El resultado es una obra que combina historia económica, sociología política y análisis del presente. Esa combinación explica también la radicalidad que atraviesa sus textos. Rodríguez no utiliza el término en un sentido retórico. Su argumento es más bien histórico. La moderación política que caracterizó a las democracias europeas durante la segunda mitad del siglo XX fue posible porque existía una estructura social relativamente estable. Cuando esa estructura se debilita, la política inevitablemente se vuelve más conflictiva. Las soluciones tecnocráticas o los consensos superficiales dejan de ser suficientes.

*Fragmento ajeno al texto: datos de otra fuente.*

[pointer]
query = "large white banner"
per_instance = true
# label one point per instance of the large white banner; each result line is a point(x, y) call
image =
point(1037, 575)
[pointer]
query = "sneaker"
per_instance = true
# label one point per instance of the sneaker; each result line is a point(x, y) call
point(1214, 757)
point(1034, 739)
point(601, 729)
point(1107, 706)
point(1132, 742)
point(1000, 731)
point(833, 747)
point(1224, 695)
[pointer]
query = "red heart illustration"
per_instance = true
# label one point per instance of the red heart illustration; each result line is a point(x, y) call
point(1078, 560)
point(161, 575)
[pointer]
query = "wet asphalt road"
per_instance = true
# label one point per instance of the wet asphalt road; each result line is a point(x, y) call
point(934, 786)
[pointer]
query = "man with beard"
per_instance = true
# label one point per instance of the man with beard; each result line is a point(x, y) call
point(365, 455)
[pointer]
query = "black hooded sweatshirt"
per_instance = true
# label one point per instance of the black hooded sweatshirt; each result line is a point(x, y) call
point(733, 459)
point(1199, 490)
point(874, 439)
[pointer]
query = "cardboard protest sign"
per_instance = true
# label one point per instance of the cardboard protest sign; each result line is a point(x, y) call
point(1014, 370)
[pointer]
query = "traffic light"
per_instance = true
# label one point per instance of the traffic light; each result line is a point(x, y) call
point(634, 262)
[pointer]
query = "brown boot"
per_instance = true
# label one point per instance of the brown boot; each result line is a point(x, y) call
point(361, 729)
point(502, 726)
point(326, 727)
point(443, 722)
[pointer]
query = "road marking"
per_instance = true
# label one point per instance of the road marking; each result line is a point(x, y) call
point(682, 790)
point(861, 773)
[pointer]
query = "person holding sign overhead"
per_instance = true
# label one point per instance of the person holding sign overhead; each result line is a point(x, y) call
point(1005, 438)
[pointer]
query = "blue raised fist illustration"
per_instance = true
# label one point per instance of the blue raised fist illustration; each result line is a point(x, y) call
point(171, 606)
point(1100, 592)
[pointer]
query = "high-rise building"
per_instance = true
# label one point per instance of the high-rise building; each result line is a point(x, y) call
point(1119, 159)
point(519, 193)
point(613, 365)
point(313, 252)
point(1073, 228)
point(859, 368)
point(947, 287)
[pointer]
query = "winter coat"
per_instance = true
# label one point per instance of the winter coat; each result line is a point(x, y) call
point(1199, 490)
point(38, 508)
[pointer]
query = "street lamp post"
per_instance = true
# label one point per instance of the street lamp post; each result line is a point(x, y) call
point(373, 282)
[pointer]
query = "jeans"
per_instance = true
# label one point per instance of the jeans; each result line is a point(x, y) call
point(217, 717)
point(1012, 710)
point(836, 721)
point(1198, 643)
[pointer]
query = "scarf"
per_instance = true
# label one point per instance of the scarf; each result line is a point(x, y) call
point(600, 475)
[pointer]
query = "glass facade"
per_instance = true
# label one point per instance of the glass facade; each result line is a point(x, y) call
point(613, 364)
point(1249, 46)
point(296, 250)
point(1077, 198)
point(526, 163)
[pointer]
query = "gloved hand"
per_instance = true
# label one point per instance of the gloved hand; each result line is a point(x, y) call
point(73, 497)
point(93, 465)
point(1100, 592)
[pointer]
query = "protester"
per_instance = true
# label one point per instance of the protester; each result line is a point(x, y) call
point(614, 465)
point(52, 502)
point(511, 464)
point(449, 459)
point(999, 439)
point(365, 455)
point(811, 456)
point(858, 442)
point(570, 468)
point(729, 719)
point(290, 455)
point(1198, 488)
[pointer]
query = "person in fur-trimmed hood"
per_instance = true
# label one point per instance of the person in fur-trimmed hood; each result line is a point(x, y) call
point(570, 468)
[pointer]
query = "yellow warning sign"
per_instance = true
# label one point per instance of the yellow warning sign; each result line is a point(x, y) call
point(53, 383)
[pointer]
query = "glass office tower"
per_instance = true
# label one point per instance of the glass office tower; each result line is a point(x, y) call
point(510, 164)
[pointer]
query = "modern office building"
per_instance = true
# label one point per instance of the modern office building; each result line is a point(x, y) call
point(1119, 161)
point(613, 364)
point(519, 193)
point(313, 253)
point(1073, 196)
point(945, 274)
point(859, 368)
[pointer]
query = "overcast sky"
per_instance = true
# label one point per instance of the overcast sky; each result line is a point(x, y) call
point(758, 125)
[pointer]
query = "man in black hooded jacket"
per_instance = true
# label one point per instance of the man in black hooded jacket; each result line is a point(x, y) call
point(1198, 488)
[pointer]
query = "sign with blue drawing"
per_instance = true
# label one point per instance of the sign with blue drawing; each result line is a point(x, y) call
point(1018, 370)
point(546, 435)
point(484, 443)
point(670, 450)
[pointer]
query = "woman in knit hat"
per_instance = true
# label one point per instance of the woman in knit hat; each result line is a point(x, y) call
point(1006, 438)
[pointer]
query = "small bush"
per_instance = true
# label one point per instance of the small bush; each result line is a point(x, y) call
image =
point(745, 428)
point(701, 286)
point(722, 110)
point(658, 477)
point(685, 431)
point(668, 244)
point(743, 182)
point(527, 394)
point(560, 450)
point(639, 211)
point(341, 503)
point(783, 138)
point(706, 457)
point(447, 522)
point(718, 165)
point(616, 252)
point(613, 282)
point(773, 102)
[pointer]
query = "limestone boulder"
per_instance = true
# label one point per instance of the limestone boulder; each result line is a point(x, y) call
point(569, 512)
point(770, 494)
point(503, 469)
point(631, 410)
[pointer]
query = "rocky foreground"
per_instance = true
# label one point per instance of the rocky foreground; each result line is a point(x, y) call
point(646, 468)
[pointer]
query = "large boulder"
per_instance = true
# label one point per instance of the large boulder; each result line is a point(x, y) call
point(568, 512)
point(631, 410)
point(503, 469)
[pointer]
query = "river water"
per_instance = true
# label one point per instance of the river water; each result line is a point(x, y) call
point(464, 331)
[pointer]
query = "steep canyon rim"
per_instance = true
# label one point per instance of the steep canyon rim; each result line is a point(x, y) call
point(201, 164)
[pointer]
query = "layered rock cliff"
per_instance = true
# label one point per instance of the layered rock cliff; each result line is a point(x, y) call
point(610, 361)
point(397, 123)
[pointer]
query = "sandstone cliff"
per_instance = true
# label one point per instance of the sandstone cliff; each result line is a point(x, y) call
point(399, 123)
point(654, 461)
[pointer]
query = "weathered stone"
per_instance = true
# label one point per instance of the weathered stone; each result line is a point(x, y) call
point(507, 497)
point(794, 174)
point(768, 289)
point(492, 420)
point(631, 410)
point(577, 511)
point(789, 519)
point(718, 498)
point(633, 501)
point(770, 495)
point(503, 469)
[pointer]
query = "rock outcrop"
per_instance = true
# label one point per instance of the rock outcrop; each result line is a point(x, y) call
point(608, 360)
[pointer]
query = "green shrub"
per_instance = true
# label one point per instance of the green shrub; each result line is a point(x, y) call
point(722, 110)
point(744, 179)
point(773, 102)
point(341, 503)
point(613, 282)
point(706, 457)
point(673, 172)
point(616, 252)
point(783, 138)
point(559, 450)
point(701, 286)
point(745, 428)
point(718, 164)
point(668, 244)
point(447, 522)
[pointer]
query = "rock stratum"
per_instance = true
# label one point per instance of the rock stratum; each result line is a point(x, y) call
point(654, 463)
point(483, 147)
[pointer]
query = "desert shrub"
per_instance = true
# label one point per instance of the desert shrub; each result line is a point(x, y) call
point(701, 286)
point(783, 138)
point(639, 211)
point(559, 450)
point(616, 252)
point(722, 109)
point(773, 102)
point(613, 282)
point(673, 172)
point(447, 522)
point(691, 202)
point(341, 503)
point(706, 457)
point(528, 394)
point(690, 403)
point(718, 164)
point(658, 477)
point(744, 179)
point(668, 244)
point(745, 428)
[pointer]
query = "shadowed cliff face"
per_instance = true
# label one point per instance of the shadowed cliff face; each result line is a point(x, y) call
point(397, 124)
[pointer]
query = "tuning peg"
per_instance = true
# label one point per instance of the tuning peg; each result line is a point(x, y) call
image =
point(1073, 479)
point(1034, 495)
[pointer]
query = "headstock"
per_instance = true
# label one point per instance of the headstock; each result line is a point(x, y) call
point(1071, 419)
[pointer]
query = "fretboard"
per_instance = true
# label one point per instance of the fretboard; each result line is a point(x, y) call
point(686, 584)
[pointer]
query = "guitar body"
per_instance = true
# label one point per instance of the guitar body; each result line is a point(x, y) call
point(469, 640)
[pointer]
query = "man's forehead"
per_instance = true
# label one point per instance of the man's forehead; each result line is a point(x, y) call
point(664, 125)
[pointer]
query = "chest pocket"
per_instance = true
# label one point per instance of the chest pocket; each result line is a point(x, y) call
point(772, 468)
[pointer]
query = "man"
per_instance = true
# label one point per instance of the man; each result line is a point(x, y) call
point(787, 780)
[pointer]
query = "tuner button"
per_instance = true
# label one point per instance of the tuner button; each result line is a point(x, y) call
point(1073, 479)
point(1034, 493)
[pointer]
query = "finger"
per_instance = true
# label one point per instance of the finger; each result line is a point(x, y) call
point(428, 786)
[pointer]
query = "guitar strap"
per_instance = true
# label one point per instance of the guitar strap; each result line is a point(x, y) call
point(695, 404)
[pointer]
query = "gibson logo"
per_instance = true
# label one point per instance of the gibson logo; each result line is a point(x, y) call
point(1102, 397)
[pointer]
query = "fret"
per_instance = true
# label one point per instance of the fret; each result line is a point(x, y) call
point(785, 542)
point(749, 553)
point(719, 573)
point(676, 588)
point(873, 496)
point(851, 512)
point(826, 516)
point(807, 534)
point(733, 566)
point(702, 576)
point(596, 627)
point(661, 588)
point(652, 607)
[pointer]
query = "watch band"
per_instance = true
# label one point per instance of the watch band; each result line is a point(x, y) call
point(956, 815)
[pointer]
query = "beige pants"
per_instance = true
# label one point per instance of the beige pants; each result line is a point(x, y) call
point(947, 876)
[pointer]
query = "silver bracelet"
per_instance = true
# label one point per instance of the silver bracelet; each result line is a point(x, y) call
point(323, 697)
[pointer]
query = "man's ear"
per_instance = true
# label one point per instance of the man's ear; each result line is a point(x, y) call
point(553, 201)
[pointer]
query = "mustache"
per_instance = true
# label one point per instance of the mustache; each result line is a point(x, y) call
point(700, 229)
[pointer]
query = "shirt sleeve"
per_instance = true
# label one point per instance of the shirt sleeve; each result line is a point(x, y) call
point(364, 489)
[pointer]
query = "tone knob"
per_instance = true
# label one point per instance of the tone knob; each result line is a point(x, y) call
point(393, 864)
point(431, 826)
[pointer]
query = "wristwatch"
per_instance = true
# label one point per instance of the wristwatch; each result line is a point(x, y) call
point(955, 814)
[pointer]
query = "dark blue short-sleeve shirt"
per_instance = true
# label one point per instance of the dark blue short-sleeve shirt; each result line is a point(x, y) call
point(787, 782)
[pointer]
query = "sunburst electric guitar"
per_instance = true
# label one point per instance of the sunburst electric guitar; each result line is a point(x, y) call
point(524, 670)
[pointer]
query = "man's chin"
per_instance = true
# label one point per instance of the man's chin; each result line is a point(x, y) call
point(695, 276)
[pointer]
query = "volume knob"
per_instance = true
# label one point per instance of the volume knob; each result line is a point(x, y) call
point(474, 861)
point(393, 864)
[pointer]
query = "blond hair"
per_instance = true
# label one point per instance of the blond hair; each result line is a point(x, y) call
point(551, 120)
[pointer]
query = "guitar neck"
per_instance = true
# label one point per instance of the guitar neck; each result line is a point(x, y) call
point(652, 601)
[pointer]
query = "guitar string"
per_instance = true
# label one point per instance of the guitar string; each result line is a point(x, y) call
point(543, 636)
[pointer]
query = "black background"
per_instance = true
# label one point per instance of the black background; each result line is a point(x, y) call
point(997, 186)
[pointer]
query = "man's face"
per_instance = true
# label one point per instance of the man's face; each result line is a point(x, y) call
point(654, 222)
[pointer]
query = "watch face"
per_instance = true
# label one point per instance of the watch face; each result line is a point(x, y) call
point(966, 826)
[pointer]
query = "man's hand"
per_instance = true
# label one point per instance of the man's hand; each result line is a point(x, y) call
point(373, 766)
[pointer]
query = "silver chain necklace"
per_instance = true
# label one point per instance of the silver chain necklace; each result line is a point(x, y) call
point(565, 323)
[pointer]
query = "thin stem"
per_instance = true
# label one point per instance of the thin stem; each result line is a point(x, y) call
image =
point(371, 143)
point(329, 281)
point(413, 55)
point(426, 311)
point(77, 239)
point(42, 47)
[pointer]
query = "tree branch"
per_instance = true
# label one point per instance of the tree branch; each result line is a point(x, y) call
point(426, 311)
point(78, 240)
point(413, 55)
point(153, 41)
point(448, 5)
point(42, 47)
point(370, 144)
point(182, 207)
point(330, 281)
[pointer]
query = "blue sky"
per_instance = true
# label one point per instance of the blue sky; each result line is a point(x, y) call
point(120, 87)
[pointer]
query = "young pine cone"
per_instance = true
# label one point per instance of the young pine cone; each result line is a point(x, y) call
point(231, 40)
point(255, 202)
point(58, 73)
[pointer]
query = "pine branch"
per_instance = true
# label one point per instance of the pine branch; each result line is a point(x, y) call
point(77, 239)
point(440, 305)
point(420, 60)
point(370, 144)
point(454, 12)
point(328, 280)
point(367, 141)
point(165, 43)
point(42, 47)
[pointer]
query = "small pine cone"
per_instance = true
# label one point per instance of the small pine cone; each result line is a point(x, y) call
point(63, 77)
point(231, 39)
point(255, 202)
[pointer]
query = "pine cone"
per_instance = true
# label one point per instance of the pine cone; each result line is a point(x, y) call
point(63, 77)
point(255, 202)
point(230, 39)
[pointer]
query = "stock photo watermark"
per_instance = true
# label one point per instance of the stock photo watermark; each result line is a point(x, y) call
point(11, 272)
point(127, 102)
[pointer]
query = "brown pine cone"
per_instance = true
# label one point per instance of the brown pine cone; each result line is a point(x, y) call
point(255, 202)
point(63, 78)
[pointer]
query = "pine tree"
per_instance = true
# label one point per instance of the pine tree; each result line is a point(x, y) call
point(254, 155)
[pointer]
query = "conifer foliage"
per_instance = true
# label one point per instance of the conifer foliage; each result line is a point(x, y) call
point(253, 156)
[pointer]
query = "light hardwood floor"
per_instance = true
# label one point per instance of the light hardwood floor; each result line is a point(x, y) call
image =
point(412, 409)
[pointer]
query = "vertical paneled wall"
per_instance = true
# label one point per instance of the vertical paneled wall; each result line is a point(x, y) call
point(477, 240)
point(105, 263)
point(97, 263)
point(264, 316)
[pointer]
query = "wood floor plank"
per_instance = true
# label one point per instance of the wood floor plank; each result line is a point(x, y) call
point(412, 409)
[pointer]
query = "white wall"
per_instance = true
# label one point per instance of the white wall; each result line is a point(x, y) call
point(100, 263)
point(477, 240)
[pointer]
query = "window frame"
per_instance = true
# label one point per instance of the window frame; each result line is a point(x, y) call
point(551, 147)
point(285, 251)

Desde esa perspectiva, El fin de nuestro mundo no propone un programa político cerrado. Lo que intenta es describir un cambio de época. Leer ese diagnóstico desde México produce una sensación peculiar de familiaridad. La historia política mexicana es distinta a la española, pero algunas de las tensiones que describe Rodríguez resultan reconocibles. Durante varias décadas el país vivió también bajo un equilibrio político relativamente estable, sostenido por un crecimiento económico irregular pero persistente y por ciertas expectativas de movilidad social. Ese equilibrio se ha ido debilitando con el tiempo.
Hoy México enfrenta un conjunto de crisis que recuerdan, al menos parcialmente, el panorama descrito por el historiador español: desigualdad persistente, precarización laboral, desgaste institucional y una polarización política cada vez más visible. En ese contexto, la obra de Rodríguez ofrece algo más que una interpretación de la historia reciente de España. Funciona también como una advertencia sobre los límites de los sistemas políticos cuando sus bases sociales se erosionan.
Tal vez ese sea el valor principal de su trabajo. En una época dominada por diagnósticos rápidos y opiniones efímeras, Rodríguez ha intentado construir una interpretación de largo aliento sobre la transformación del capitalismo contemporáneo. Sus libros pueden leerse como capítulos de una misma investigación que comenzó hace más de quince años y que todavía sigue abierta.
El fin de nuestro mundo no pretende anunciar el colapso inmediato de nuestras sociedades. Lo que describe es algo más inquietante: el lento desgaste de un orden político que durante décadas parecía estable. En ese proceso de desgaste, la política vuelve a convertirse en lo que siempre ha sido en los momentos de transición histórica: un terreno incierto donde las viejas certezas dejan de funcionar y las nuevas todavía no han terminado de aparecer.